The percentage of unemployed people, measured by the ratio of individuals who are out of work and who are willing and able to work as opposite to the total number of individuals in the work force. It is lagging indicator as it changes along with economy, and it shows future interest rates and monetary policies.
Fundamental analysis for Economic Calendar
Expert traders know how to plan and perform their trades according to the calendar both before and subsequent the events. Using the economic calendar is part of fundamental analysis, trying to predict which way the market will go in order to make informed and wise trades.
Before an event from the calendar takes place, the trader will study the overall state of the economy, review similar past events and more.
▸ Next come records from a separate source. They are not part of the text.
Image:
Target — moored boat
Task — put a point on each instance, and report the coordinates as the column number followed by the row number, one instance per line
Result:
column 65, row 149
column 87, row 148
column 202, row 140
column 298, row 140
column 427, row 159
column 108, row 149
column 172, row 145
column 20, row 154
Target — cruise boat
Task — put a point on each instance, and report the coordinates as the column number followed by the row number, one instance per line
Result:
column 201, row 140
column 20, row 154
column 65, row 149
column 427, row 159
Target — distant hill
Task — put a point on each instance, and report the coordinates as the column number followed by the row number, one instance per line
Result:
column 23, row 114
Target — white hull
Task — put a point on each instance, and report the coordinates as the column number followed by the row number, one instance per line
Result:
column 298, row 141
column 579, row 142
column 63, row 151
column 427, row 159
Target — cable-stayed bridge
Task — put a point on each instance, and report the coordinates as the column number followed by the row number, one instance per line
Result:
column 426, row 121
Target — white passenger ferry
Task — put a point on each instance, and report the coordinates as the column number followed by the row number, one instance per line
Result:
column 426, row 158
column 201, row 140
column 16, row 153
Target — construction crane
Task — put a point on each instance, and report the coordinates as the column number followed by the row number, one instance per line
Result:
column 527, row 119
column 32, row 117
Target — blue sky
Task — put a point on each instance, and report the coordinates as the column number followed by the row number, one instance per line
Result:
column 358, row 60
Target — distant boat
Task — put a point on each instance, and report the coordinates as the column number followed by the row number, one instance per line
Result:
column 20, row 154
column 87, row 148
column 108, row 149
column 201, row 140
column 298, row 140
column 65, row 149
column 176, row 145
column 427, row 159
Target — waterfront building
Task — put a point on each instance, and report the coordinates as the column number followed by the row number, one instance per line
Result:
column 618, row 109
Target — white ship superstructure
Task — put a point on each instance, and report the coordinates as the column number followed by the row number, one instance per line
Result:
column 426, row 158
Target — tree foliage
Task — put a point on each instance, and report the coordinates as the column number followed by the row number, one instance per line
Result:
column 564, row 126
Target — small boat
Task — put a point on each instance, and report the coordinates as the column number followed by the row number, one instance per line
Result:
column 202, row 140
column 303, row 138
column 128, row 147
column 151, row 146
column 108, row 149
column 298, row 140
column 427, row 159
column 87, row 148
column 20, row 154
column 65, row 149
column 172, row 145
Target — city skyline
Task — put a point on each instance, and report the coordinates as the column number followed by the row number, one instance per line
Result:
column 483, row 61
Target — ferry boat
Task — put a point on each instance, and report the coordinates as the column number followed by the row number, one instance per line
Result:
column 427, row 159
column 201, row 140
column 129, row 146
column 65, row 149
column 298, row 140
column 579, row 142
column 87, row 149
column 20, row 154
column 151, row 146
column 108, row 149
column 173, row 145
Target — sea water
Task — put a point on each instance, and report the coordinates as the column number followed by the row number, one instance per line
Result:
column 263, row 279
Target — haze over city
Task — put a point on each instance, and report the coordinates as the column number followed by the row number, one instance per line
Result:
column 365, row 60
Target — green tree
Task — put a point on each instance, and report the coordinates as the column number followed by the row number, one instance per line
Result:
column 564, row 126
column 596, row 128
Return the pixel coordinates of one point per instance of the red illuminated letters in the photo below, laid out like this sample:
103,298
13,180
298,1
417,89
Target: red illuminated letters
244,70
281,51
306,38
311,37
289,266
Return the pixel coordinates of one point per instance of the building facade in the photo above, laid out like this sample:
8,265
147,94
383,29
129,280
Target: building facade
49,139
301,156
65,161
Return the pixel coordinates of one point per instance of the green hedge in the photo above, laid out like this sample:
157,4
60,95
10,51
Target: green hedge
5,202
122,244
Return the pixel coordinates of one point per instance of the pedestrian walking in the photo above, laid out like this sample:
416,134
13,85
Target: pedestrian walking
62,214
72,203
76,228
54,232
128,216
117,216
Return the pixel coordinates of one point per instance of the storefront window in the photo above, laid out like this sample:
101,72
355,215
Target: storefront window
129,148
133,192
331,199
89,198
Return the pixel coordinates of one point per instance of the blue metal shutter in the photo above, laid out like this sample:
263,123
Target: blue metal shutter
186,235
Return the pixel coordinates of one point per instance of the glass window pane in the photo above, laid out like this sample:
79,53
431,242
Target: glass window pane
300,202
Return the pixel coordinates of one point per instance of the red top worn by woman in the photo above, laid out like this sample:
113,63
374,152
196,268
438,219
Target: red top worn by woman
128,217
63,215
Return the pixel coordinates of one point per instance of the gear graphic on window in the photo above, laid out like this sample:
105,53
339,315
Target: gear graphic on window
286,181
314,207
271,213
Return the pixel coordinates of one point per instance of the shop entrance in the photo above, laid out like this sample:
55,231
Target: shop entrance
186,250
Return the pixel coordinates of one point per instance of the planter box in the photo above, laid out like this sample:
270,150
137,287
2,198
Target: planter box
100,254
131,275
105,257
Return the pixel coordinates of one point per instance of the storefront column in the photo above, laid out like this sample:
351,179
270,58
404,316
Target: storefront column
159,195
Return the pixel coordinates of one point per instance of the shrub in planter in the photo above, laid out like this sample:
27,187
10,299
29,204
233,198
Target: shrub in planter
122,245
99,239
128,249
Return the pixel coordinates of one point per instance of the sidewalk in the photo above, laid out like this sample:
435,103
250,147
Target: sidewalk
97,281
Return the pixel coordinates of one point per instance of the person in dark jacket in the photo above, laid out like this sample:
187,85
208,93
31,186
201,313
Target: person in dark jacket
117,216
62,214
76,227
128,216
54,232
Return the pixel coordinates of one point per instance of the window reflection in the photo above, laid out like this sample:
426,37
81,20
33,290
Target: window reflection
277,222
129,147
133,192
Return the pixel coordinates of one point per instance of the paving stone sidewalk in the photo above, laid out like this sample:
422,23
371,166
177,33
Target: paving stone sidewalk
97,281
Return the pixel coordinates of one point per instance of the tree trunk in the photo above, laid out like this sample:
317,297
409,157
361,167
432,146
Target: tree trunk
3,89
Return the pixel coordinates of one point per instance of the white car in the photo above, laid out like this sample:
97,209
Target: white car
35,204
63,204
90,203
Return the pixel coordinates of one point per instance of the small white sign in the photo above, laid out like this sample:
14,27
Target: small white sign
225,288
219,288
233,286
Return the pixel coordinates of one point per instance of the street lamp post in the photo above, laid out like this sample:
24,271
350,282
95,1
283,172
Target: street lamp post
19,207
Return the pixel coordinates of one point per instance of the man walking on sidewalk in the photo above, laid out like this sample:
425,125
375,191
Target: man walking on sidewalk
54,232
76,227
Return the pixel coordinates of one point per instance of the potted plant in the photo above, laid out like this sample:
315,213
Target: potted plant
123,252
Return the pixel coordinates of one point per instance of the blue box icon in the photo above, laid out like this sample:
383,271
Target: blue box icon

Based on those factors and others, he will try to risk the effects the event will have on various instruments. This is the basis of fundamental analysis – predicting the market trends based the existing finance situation, past patterns and volumes etc.
Some traders, usually more experienced ones, will open positions before the financial event. If such a trader speculates that the announcement will bring to a rise of the instrument’s value, he will open a buying position prior to it, in order to sell it once it will go up and take profit. Other traders, however, will remain with their trades until after the announcement as part of their risk management.
Without an economic calendar, investors would hardly know when to act. For budding investor (or long-time traders who want to be sure to stay updated with the market) pay close attention to the info existing. If you are going to react rapidly and effectively to the ever-changing currency markets, you will have to make absolutely sure you know what is trendy, and when. It probably is not a bad idea to check a calendar several times a day and record any changes to the market, which would enable the savvy investor to react accordingly.